The Tithe Applotment (1823-37) is a standard resource in Irish genealogical research. However, what about those who refused to pay the tithe? Remember, the Tithe went for the support and upkeep of the state religion which was the Protestant Church of Ireland. Persons of all faiths had to pay. The church was responsible for the upkeep of the parish and the poor. Yet, to have funds be demanded for the support of a church that many people resented led to the Tithe War (1831-38).
In 1830-31 an increasing number of people in particular counties refused to pay their tithes. Due to the loss of revenue by the Church of Ireland clergy, the Government set up the Clergy Relief Fund in 1831. There the clergymen would claim loss revenue based upon a person who refused to pay.
For genealogical purposes, the Tithe Defaulters list would preserve the name of the defaulter, where they lived, or representatives if deceased, and how much was owed. The records include 1,061 pages, 29,027 names from 232 parishes. Defaulter statistics from counties represented are as follows: Carlow (437), Cork (2,115), Kerry (20), Kilkenny (10,263), Laois (360), Limerick (851), Louth (965), Meath (36), Offaly (23), Tipperary (9,346), Waterford (1,838) and Wexford (2,719).

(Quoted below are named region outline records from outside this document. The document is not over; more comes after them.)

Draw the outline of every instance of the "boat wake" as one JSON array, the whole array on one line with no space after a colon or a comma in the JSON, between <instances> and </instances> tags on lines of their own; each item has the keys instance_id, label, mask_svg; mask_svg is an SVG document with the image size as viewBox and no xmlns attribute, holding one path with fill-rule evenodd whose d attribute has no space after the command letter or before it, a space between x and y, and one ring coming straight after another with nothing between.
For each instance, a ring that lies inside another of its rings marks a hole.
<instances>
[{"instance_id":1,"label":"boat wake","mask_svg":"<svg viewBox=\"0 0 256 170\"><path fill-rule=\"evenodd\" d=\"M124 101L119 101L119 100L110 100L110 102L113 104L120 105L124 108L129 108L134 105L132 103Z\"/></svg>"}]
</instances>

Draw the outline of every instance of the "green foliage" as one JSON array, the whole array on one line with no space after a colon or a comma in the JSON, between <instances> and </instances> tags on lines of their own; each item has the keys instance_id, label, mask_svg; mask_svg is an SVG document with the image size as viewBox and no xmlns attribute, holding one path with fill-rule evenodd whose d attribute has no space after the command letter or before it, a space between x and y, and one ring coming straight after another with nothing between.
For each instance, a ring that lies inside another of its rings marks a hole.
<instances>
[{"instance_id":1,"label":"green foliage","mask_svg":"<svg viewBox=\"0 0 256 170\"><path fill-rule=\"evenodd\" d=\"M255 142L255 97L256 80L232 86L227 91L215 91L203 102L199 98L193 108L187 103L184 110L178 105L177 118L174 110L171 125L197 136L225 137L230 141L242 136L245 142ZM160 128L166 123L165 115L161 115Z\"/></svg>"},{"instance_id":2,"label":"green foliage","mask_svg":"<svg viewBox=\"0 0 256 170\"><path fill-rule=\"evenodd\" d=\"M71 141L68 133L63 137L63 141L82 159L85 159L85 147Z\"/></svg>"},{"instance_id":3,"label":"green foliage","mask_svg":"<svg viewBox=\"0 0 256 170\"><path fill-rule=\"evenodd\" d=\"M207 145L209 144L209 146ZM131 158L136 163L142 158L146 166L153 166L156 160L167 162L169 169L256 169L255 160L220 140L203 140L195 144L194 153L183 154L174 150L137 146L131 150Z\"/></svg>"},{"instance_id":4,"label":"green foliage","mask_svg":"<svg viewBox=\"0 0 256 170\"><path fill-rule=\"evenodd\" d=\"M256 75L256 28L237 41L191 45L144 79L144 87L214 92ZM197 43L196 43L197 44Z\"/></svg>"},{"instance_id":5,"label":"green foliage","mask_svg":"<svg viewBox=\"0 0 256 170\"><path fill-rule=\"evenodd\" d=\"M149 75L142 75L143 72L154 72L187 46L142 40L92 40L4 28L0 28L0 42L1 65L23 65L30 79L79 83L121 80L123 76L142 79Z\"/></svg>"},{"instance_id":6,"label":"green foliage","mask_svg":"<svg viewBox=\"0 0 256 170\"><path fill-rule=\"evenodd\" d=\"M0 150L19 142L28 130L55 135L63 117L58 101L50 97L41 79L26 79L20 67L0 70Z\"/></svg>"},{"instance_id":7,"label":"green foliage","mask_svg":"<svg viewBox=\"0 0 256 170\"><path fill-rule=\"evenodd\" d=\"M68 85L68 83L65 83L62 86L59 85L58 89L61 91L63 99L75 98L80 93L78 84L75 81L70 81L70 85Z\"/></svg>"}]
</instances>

The Tithe Defaulters (1831) list can be found on several websites. IrishOrigins: www.irishorigins.com has an excellent database and background to the source. I have utilized their historical survey in presenting this blog. Another excellent presentation and database is on FindMyPast.ie: www.findmypast.ie Both of these are subscription websites.
If you have ancestors in counties such as Cork, Kilkenny, Tipperary, Waterford and Wexford in the 1831, then be aware these had the highest concentration of tithe defaulters. This source may help you to document them due to the lack of an 1831 Census.